Seeing Figure2.6 for details.

Figure 2.6: Details of allelic information

2.4.3 Allelic frequency of each site from target region among selected subpopulations

Below the table, we calculate and demonstrate the allelic frequency for each site from target region among the selected subpopulation. Users can select desired variants by dragging the bar below the figure. Users can get access to details by placing the cursor on the interested site.

2.4.4 Haplotype analysis

Users can conduct haplotype analysis for selected sites. All sites in target region are listed in selection window. Users can click the desired sites to pick on them (Figure2.7), and can also drag their mouse to chose multiple sites each time (Figure2.8). Multiple selections could be accumulated.

Figure 2.7: Pressing desired site to pick on it

Figure 2.8: dragging to chose multiple sites

User can also filter the selected sites by their missing rate (Figure2.9). Missing rate 100% allows site that is completely missing in all samples, and missing rate 0% means that no missing data is allowed.
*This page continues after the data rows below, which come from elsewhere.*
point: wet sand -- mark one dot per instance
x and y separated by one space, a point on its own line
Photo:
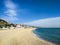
20 36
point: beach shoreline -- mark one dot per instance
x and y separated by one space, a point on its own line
21 36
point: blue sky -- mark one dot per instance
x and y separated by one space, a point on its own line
22 11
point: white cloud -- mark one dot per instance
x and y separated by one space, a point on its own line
48 22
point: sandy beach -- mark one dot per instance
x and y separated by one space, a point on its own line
20 36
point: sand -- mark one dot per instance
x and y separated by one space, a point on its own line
20 36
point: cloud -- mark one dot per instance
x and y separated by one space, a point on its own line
10 14
48 22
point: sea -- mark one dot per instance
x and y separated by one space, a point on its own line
48 34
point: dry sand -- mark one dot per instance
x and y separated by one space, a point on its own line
20 36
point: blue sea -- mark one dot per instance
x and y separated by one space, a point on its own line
49 34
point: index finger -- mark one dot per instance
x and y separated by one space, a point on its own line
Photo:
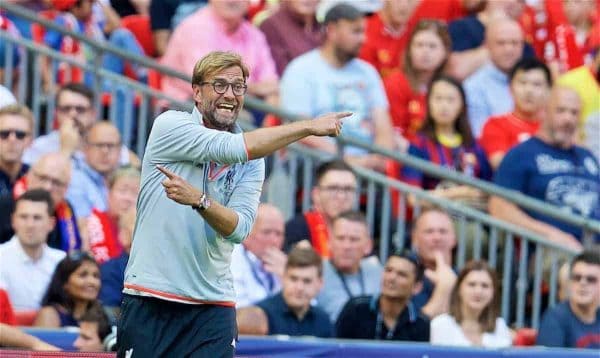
166 172
340 115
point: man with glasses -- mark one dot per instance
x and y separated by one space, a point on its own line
52 172
575 323
200 189
74 114
27 262
390 315
348 273
16 124
88 188
335 192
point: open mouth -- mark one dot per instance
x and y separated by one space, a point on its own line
226 107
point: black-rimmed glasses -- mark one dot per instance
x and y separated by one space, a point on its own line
238 88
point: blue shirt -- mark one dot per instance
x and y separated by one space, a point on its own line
488 93
312 87
561 328
112 274
282 320
87 189
569 179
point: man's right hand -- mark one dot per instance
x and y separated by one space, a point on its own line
328 125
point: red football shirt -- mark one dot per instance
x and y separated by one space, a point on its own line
407 107
501 133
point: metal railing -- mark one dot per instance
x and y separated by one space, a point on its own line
500 238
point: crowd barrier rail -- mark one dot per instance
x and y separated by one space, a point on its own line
285 346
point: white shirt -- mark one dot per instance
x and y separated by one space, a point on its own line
24 279
250 280
445 331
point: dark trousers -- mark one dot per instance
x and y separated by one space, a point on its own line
150 327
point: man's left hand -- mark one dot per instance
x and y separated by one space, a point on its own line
178 189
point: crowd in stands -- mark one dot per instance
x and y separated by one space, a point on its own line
503 91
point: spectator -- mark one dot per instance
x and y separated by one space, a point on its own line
16 127
165 15
220 25
94 327
78 16
72 292
291 31
26 257
112 272
88 188
6 97
428 50
257 264
552 168
334 193
487 89
52 172
75 115
331 78
446 140
473 319
103 226
390 315
469 34
530 83
433 238
15 338
387 35
347 274
585 80
575 323
290 312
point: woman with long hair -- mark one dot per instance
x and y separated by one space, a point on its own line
446 140
473 319
73 290
427 52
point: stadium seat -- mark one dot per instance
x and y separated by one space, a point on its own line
525 337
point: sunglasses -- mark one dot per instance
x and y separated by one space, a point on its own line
4 134
589 279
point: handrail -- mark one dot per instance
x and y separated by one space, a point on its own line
512 195
250 101
254 103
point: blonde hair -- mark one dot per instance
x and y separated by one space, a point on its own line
16 109
215 62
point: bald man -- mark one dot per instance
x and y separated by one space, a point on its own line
101 150
257 264
52 172
552 168
488 89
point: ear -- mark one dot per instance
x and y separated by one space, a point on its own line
417 287
197 90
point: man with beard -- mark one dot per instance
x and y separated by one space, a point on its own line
390 315
331 78
552 168
200 189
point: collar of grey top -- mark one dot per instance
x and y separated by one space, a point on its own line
197 116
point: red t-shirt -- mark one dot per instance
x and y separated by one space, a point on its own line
501 133
407 107
7 314
382 48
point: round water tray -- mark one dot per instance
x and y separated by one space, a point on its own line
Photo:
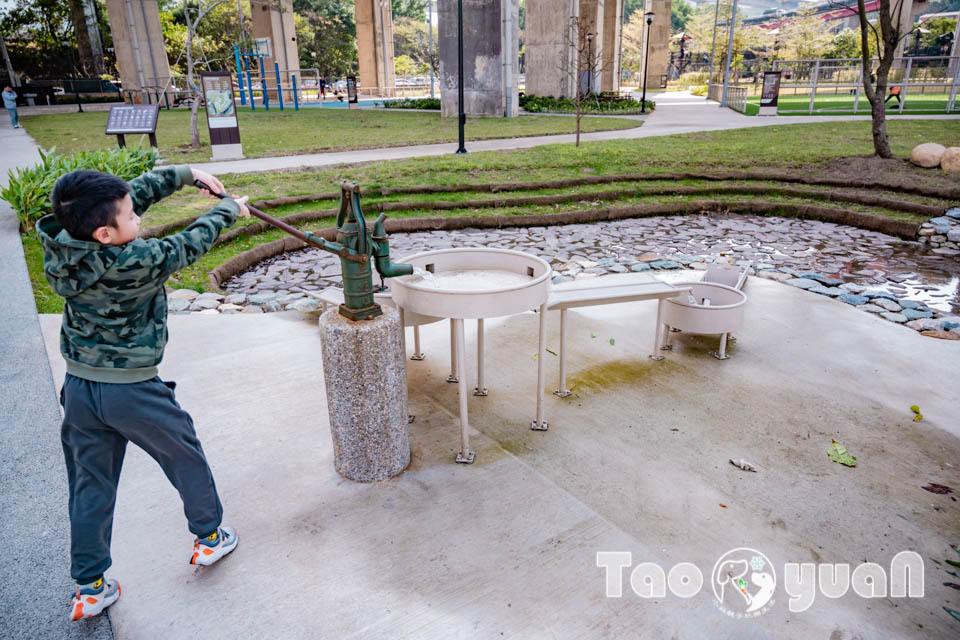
472 283
723 314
Figure 2.9: Filtering sites with missing rate

After submitting, the results are displayed below. The proportions of all haplotypes within selected subpopulations are shown by pieplot. Details for haplotype information are listed in a table, including the genotype of all haplotypes and sample composition of each haplotype.

2.5 Reference

Bolger, A.M., Lohse, M. & Usadel, B. Trimmomatic: a flexible trimmer for Illumina sequence data. Bioinformatics 30, 2114-2120 (2014).

Li, H. & Durbin, R. Fast and accurate long-read alignment with Burrows-Wheeler transform. Bioinformatics 26, 589-595 (2010).

McKenna, A. et al. The Genome Analysis Toolkit: a MapReduce framework for analyzing next-generation DNA sequencing data. Genome Res 20, 1297-1303 (2010).

Cingolani, P. et al. A program for annotating and predicting the effects of single nucleotide polymorphisms, SnpEff: SNPs in the genome of Drosophila melanogaster strain w1118; iso-2; iso-3. Fly 6, 1-13 (2012).